In a letter to President Obama issued Wednesday, AAP President Thomas K. McInerny, MD, FAAP, called for new federal legislation that bans assault weapons sales and the sale of high-capacity magazines, strengthens mandatory waiting periods and background checks for all gun purchases, and promotes strict gun safety policies. These measures are reflected in the AAP policy statement on firearm injuries released in October. The AAP is also calling for federal action to improve children’s access to mental health services and support for children exposed to violence.
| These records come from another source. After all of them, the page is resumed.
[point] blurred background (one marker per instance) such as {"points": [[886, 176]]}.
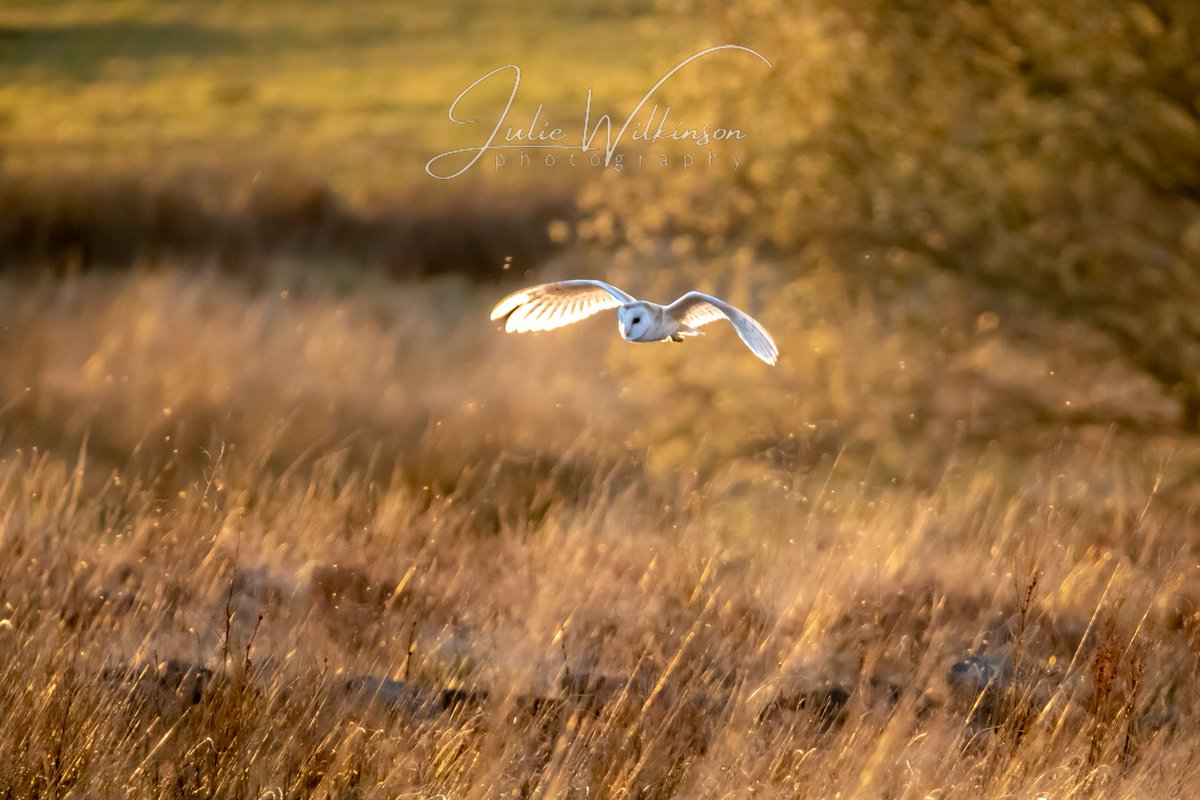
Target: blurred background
{"points": [[243, 332]]}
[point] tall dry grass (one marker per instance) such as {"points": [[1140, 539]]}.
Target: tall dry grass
{"points": [[318, 542]]}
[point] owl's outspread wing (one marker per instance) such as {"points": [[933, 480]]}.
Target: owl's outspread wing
{"points": [[695, 310], [555, 305]]}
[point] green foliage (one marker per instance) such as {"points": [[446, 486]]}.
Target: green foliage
{"points": [[1041, 157]]}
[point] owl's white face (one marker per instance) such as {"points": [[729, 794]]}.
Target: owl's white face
{"points": [[634, 320]]}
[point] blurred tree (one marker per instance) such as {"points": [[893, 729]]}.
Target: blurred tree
{"points": [[1043, 152]]}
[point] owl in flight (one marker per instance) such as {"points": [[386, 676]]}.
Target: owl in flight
{"points": [[555, 305]]}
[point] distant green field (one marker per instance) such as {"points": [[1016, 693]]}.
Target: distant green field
{"points": [[354, 92]]}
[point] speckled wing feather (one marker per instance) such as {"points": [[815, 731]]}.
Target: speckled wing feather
{"points": [[695, 310], [555, 305]]}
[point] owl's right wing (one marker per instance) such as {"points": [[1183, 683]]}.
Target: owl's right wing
{"points": [[555, 305], [695, 310]]}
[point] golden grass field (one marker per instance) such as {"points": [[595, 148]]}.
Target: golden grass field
{"points": [[270, 503], [279, 524]]}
“We are ready to work with you … to honor the memory of the children and families in Connecticut and those exposed to gun violence every day through swift, bold action that keeps our children healthy and safe,” McInerny wrote.

In the past few days, the AAP has heard from many of its members who are deeply saddened by the shooting and want to respond as strongly and actively as possible to the tragedy. The AAP has identified concrete steps its members can take to advocate for the improved safety and mental health of infants, children, adolescents and young adults.

“As pediatricians, we believe that children deserve a safe environment in which to grow and learn,” McInerny said. “These incidents are always horrific, but the fact that young children were the victims in this case makes us even more passionate about trying to prevent such tragedies in the future.”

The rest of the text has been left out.